Grubhub ‘cybersquatting’ outcry signals changing delivery landscape

Jul 11, 2019

JULIE LITTMAN — Restaurant Dive, July 11, 2019 |

Despite growing demand for delivery, operators have become increasingly concerned that third-party platforms are taking too big a bite out of their already thin margins.

Late June, independent operators took aim at Grubhub specifically, accusing the third-party provider of cybersquatting and registering 23,000 domain names without their permission to profit off of restaurant’s businesses. A recent New York City Council meeting also examined accusations of hidden fees imposed by Uber Eats and Grubhub when customer phone calls didn’t result in orders.

Grubhub has since defended itself, calling the charges of cybersquatting “reckless” and claiming its restaurant partners had agreed to the domain purchases and websites in their contracts as part of marketing their businesses, according to the Los Angeles Times.

“Allegations that Grubhub engages in cybersquatting or any other behavior that would harm our restaurants are absolutely false,” Grubhub Senior Manager, Corporate Communications Katie Norris told Restaurant Dive in an email. “In the past, we have registered domain names and created websites as a way for restaurants to drive more online orders. In every case, restaurants gave us explicit permission to do this, and we have always given restaurants the ability to assume control of any domain created for them.”

Norris said Grubhub stopped setting up microsites for restaurants in 2018, but didn’t indicate why they did so. The company remains committed to driving more orders for restaurants in its marketplace, she said.

“The question I have is why is all this bubbling up now when Grubhub [as Seamless] has been operating in New York for 20 years,” BTIG Managing Director and Restaurant Analyst Peter Saleh told Restaurant Dive. “My gut tells me it’s because digital orders were a very small percentage of sales … years ago and it is now more meaningful.”

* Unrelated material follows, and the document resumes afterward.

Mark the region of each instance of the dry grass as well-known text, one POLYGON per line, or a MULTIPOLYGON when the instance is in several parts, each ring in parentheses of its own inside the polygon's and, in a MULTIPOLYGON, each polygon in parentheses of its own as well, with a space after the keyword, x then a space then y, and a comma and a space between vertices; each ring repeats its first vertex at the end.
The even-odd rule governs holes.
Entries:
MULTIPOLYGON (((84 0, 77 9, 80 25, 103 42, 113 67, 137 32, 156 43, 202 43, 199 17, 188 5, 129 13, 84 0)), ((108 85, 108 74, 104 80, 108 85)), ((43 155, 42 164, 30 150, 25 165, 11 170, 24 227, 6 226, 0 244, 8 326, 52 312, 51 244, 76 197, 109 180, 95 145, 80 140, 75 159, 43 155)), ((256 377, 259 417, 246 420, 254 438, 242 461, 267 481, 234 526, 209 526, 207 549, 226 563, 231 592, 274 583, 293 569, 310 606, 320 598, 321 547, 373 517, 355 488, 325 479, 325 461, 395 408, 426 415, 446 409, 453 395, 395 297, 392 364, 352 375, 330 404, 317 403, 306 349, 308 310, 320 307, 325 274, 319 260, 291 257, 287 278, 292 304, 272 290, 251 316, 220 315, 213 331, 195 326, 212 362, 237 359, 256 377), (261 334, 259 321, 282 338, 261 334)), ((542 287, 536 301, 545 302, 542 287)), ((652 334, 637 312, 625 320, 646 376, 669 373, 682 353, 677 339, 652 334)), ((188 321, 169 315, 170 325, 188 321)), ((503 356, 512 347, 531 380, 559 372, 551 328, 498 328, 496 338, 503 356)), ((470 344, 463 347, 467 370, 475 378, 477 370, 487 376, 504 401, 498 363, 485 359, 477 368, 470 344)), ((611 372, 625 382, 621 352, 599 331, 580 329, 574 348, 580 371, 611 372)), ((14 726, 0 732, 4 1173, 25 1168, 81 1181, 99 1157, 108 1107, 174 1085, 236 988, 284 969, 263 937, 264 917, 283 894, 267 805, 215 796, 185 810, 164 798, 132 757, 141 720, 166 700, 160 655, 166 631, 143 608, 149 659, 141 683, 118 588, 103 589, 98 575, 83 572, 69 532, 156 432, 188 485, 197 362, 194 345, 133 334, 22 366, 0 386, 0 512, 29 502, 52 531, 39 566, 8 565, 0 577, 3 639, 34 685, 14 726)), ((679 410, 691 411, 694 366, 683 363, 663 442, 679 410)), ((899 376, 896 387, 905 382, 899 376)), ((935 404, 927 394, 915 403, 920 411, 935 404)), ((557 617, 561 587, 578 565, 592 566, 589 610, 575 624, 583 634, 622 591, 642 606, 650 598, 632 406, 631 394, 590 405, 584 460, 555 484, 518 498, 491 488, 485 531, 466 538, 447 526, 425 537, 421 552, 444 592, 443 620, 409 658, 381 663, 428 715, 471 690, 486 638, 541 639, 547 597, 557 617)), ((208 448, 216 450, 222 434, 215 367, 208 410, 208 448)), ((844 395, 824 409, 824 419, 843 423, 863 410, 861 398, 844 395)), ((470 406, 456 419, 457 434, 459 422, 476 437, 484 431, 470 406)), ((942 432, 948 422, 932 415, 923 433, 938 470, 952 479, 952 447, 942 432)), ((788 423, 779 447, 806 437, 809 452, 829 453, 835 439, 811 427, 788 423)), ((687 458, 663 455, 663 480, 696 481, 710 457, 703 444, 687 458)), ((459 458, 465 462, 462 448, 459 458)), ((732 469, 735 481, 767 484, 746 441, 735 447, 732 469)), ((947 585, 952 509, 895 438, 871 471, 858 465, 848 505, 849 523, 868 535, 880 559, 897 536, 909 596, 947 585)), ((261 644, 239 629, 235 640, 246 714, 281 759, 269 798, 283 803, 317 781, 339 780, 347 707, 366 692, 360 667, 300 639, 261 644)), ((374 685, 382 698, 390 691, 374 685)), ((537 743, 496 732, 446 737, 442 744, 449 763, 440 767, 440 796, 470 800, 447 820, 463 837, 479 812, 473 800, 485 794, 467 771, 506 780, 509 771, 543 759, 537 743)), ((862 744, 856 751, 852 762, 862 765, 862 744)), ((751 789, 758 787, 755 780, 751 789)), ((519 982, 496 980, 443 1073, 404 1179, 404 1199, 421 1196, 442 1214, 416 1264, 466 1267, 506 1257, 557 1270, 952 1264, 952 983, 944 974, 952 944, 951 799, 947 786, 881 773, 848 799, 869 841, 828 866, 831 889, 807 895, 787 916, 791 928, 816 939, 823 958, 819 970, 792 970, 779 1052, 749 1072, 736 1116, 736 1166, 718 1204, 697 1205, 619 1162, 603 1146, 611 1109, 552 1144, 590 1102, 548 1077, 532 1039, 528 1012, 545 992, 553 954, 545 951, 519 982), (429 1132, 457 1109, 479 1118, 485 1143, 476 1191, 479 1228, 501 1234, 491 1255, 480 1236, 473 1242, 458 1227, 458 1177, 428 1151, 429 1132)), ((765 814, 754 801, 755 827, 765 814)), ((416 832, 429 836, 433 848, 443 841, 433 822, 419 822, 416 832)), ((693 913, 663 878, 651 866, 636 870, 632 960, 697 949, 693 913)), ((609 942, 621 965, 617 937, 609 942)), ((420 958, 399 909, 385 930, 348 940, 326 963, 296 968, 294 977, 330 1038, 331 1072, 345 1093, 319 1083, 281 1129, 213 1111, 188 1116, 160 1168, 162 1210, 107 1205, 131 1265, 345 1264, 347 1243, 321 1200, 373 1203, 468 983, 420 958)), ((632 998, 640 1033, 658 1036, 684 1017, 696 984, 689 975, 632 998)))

Scrutiny over third-party aggregators will likely intensify, especially as delivery’s growth outpaces overall restaurant industry sales, and operators work out the kinks with delivery. Non-pizza delivery increased 63% in the last five years ending March 2019, NPD Group Vice President, Food Industry Advisor David Portalatin told Restaurant Dive. Comparatively, visits to restaurants have grown 1% during this time, he said.

“Consumers are voting with their wallet and saying, ‘we value delivery’,” Portalatin said.

As restaurants watch delivery sales grow, they also are seeing how much delivery providers are taking off the top from each transaction, Saleh said.

“There is a prize out there and everyone is going to have to share in that prize,” Portalatin said. “Aggregators are going to have to have a revenue stream, too.”

Despite discontent from partner restaurants, Saleh said he doesn’t anticipate any major shift in Grubhub’s operations.

“This may be a bump in the road and not a massive mountain [Grubhub] has to climb,” Saleh said.

The claims of cybersquatting likely stem from restaurants not understanding what Grubhub’s services include, which entails creating a digital presence, Saleh said.

To resolve issues surrounding phone orders, Grubhub’s algorithm may need to be tweaked to make sure restaurants aren’t charged for phone calls that don’t result in an order, Saleh said.

“I think it’s a little unfair that people see Grubhub as a bad actor or bad citizen in this,” ShiftPixy CEO Scott Absher told Restaurant Dive. ShiftPixy, which offers a scheduling and recruiting platform, has been building out a platform to assist restaurants in self-delivery. “I can’t imagine there being any bad intent. They are really trying to help these operators build their business.”

He said Grubhub will likely be more communicative in explaining its tactics and methodologies and how they help these operators going forward.